Taj Mahal needs a nine-year mud pack to tackle pollution
The Taj Mahal will need nine years of mud packs to remove yellow stains from its white marble walls caused by air pollution, the Times of India reported on Wednesday.
Archaeologists said the lengthy period was needed to properly and safely clean particles from the four minarets and the main dome of the famed monument to love.
Authorities have taken numerous steps in recent years to try to protect the 17th-century monument from pollution coming from the busy city of Agra nearby, including banning local coalpowered industries.
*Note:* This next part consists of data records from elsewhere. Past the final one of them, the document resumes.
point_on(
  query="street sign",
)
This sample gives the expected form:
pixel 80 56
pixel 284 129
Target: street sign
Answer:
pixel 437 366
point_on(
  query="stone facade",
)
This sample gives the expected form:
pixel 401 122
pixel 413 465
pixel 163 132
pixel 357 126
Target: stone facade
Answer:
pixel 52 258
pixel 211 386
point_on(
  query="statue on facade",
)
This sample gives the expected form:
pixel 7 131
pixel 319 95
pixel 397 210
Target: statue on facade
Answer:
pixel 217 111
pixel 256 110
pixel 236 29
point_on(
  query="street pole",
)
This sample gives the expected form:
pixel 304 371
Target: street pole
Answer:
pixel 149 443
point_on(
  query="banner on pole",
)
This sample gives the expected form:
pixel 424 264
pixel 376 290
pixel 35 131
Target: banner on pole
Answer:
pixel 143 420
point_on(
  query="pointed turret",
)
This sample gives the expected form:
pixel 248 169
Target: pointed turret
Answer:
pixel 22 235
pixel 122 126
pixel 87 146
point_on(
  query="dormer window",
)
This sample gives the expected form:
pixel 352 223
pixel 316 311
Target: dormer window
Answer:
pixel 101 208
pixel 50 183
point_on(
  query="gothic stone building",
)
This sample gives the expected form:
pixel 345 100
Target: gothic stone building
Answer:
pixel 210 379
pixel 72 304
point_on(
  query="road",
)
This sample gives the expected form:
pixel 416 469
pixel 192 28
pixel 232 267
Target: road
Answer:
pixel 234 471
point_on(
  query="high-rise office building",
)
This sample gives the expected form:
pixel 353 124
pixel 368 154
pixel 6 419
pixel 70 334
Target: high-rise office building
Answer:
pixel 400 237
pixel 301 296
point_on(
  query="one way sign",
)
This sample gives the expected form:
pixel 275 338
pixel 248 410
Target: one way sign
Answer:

The mud pack cleaning was announced last year, followed by a local ban on the common practice of burning cow dung for fuel, in order to reduce the carbon deposits on the Taj’s walls.
The Times of India newspaper outlined an action plan by authorities after submitting a Right to Information request to access government documents.
The Taj — India’s top tourist attraction — was built by Mughal emperor Shah Jahan as a tomb for his beloved wife Mumtaz Mahal, who died giving birth in 1631.
It has drawn a string of world leaders and royalty including former U.S. president Bill Clinton, while Diana, the late British princess, was famously photographed alone on a marble seat there in 1992.
In this photograph taken on Dec. 4, 2010, tourists visit the Taj Mahal in Agra, India.